Private Schooling In India: Results from a Randomized Trial

Karthik Muralidharan runs very large, randomized controlled trials on education in India. His previous work showed that performance pay for teachers in India has large and significant improvements on student learning. In his latest paper (with Venkatesh Sundararaman) he reports on the results of The Andhra Pradesh School Choice Project, a long-term randomized controlled trial covering over 6,000 students in 180 villages for four years (2008-2012). The study offered students a lottery for a private school scholarships and lottery winners were compared with non-winners. The results show modest improvements in learning for private school students and big increases in school productivity.

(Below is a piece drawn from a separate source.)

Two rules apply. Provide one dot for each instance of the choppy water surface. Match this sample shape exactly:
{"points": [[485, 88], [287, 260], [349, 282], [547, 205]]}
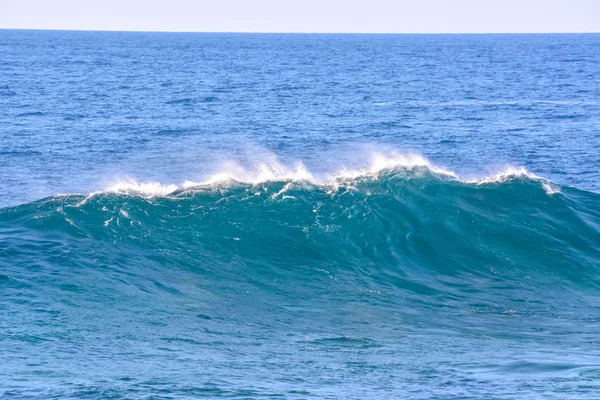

We find that private school teachers have lower levels of formal education and training than public-school teachers, and
are paid much lower salaries. On the other hand, private schools have a longer school day, a longer
school year, smaller class sizes, lower teacher absence, higher teaching activity, and better school
hygiene. After two and four years of the program, we find no difference between the test scores of
lottery winners and losers on math and Telugu (native language). However, private schools spend
significantly less instructional time on these subjects, and use the extra time to teach more English,
Science, Social Studies, and Hindi. Averaged across all subjects, lottery winners score 0.13 σhigher,
and students who attend private schools score 0.23 σhigher. We find no evidence of spillovers on
public-school students who do not apply for the voucher, or on students who start out in private schools
to begin with, suggesting that the program had no adverse effects on these groups. Finally, the mean
cost per student in the private schools in our sample is less than a third of the cost in public schools.
Our results suggest that private schools in this setting deliver (slightly) better test score gains than
their public counterparts, and do so at substantially lower costs per student.

As Karthik notes in a Ideas for India short article that summarizes:

Since private schools achieved equal or better outcomes at one-third the cost, the fundamental question that needs to be asked is “How much better could private management do if they had three times their current level of per-child spending?”

Is any economist doing more important work with greater potential for real improvement in the lives of millions than Karthik Muralidharan?